OK, it's just working on single lookup contents so the overall data size isn't that big but as a general rule instead of this you should just do
| stats values(hostname) as hostname
optionally followed by
| mvexpand hostname
Firstly, dedup is usually best avoided since it's almost always behaving not as you intended (unless you're the one percent that really knows what they're doing ;-)).
And secondly, it's centralized and fairly resource-intensive. Stats can use map-reduce so it only fetches the partial results from the indexers, not whole event stream.
@PickleRick
We have HF as well in my instance, so if I do -
| tstats count where index=_internal by host
| dedup hostname | table hostname
Is it not going to return HF as well?
Well. Yes, it wil (except for the fact that the second line of the search is completely unnecessary and will actually make Splunk return no events at all since you have no field named "hostname" after tstats ;-))l. This is the way to report _all_ Splunk hosts and forwarders. Usually that's the easiest trick to pull off and then manually remove known HFs, indexers, SHs and such.
It's quick and dirty but often just gets the job done.
If you want a more sophisticated approach, go for the dmc_forwarder_assets lookup.
BTW, the search based on the DC:Handshake component will only list components using DS. If you have forwarders which are not DS-managed, they will not be listed.

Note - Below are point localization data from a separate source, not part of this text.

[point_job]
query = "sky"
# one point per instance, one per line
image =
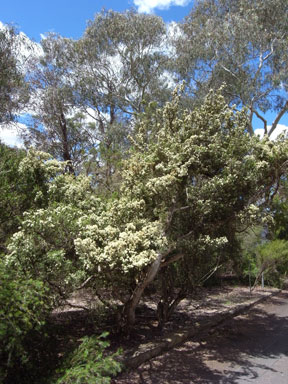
(69, 18)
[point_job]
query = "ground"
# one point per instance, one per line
(251, 348)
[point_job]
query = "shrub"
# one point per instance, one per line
(89, 365)
(23, 307)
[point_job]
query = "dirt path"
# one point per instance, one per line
(251, 348)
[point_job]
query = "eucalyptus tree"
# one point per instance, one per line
(240, 43)
(13, 89)
(57, 126)
(118, 68)
(192, 181)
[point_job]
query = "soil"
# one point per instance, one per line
(67, 325)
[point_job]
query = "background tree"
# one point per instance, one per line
(193, 180)
(240, 43)
(13, 89)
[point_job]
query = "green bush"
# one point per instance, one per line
(23, 308)
(89, 364)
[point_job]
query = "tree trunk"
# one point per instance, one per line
(130, 306)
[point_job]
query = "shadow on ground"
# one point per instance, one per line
(241, 349)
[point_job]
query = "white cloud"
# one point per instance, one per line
(147, 6)
(9, 134)
(279, 129)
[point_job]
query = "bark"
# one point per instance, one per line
(130, 306)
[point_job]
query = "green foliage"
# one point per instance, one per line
(89, 363)
(24, 304)
(240, 43)
(193, 180)
(24, 179)
(13, 90)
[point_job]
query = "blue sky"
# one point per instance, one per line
(69, 17)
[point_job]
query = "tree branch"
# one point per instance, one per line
(276, 121)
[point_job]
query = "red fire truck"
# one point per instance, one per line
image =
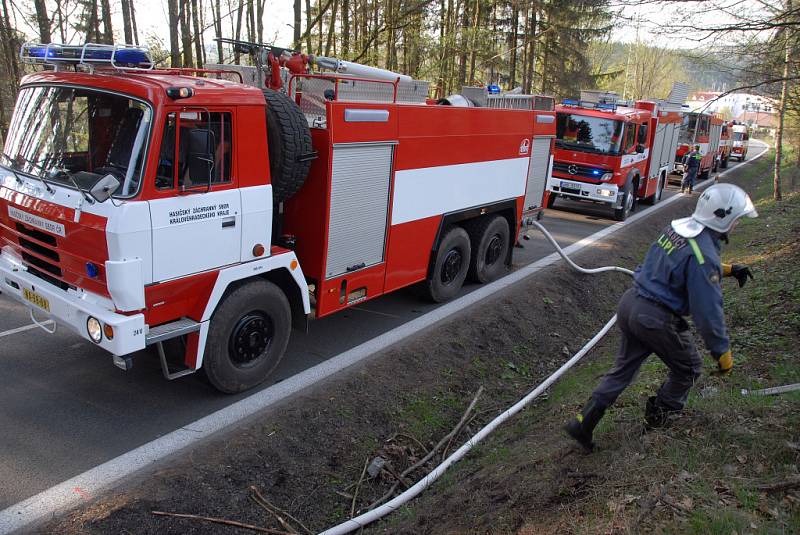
(611, 152)
(740, 141)
(703, 129)
(140, 207)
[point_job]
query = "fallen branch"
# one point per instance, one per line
(358, 487)
(431, 453)
(223, 521)
(275, 509)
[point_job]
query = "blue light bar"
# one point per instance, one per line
(117, 56)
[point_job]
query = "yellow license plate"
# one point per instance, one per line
(36, 299)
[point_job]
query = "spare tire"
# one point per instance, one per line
(290, 149)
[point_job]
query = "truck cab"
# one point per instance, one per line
(131, 197)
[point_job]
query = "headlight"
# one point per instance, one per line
(94, 329)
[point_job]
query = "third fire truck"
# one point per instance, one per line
(740, 141)
(143, 207)
(614, 153)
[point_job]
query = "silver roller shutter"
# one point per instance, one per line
(360, 184)
(537, 172)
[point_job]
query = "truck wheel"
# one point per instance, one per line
(247, 336)
(451, 266)
(621, 214)
(489, 239)
(290, 148)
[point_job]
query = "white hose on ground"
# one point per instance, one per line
(772, 391)
(401, 499)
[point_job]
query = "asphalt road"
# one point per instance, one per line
(64, 408)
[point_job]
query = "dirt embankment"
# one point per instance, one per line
(307, 456)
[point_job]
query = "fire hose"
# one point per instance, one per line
(362, 520)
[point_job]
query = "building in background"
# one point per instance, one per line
(756, 111)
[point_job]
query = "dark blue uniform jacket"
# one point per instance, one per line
(683, 274)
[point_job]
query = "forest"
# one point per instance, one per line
(553, 47)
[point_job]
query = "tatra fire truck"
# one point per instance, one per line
(704, 129)
(740, 141)
(614, 153)
(143, 207)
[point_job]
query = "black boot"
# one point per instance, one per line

As usual - Splunk gives you tons of flexibility but the price is that sometimes getting some info about your Splunk installation can be a bit complicated because of several different ways things can be done or connected.
Hi @PickleRick
I was able to get the correct working query.
index=_internal sourcetype=splunkd component=DC:DeploymentClient splunk_server=* "*phonehome*" OR "*handshake*" OR "not_connected"

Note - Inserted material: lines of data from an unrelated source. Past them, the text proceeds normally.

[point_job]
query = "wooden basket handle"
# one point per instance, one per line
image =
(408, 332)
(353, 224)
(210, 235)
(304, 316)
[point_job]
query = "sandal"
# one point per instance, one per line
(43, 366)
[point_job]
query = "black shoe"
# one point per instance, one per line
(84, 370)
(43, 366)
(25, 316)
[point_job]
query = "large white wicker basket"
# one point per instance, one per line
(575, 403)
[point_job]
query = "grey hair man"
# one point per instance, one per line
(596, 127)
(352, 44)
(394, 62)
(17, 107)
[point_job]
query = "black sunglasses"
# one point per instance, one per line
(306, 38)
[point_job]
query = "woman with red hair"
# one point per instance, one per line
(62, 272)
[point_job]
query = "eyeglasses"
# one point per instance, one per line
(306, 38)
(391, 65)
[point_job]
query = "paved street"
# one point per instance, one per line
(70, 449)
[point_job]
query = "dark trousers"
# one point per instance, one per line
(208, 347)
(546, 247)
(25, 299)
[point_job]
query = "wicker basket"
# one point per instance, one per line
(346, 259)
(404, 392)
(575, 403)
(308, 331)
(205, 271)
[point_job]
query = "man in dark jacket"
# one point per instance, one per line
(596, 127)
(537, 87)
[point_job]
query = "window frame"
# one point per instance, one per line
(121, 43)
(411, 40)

| stats latest(_time) AS lastTime BY host
| eval age=round((now() - lastTime)/3600, 1)
| where age >=24
| eval lastTime=strftime(lastTime, "%b %d, %Y %H:%M:%S")
| table host age lastTime
| sort 0 - ageApparently I was overthinking it 😅
One small but important detail.
If you're writing a search like this and you can avoid it, don't ever use terms like "*phonehome*". Splunk really hates wildcards at the beginning of search term because it makes it have to parse each single event to find out if it matches the term - it cannot use the lexicon.
Understood!
Just one last confirmation. For a host, I observe that after every 12 seconds, the host is trying to establish handshake with the Deployment server and lastly it says "handshake done"
Does that means it was finally able to establish connection with the DS??